Il senatore di Fratelli d’Italia, Ignazio La Russa, lancia in resta contro Checco Zalone e il suo nuovo film “Tolo tolo”: dopo aver stroncato il lungometraggio su Twitter, il politico sceglie la trasmissione “Lavori in corso”, su Radio Radio, per ribadire la sua recensione negativa e per spiegare le ragioni delle sue critiche.
“Mi sono annoiato, ho sonnecchiato per tutto il tempo nel cinema – afferma – A me Zalone è sempre piaciuto, mi è simpatico, ma questo suo film mi ha deluso: è di una noia profonda, non si ride mai. Si tratta di una storiellina buonista, scontata, banale.

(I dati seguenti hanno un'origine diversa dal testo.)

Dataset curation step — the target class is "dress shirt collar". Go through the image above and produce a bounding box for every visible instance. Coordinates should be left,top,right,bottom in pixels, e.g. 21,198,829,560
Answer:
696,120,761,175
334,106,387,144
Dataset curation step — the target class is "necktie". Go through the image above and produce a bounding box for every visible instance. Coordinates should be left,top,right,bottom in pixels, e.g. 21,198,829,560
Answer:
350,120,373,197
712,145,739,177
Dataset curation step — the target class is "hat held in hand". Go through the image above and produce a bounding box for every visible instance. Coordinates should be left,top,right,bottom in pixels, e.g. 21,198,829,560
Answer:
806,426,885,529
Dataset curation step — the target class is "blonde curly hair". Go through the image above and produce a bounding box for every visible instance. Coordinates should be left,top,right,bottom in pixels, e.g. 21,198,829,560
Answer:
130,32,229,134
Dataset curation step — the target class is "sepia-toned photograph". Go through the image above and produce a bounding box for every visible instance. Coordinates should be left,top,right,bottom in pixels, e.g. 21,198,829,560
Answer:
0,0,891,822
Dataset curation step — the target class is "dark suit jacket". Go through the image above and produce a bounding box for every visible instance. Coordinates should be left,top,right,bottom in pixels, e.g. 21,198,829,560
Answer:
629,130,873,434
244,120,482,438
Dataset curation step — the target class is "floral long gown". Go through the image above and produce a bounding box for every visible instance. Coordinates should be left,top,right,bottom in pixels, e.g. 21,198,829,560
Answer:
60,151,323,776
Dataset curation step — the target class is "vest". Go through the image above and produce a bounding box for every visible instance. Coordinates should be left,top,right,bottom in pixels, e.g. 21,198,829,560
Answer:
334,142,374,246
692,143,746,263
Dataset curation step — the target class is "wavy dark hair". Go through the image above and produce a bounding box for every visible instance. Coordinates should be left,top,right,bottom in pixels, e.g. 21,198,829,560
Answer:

La parte che mi ha fatto più schifo è la scena in cui ci sono dei soldati italiani in missione in Africa. Recano la nostra bandiera e senza alcuna ragione vengono dipinti nella maniera peggiore che io abbia mai visto. La verità è che Checco Zalone ha ceduto la sua verve comica all’opportunismo, facendo così un film che piacesse ai radical chic e alla critica di sinistra, un film, cioè, che raccontasse la questione importante dell’immigrazione come se fosse raccontata dalla Boldrini. Ma almeno la Boldrini ci mette passione, Zalone invece ci mette opportunismo e basta“.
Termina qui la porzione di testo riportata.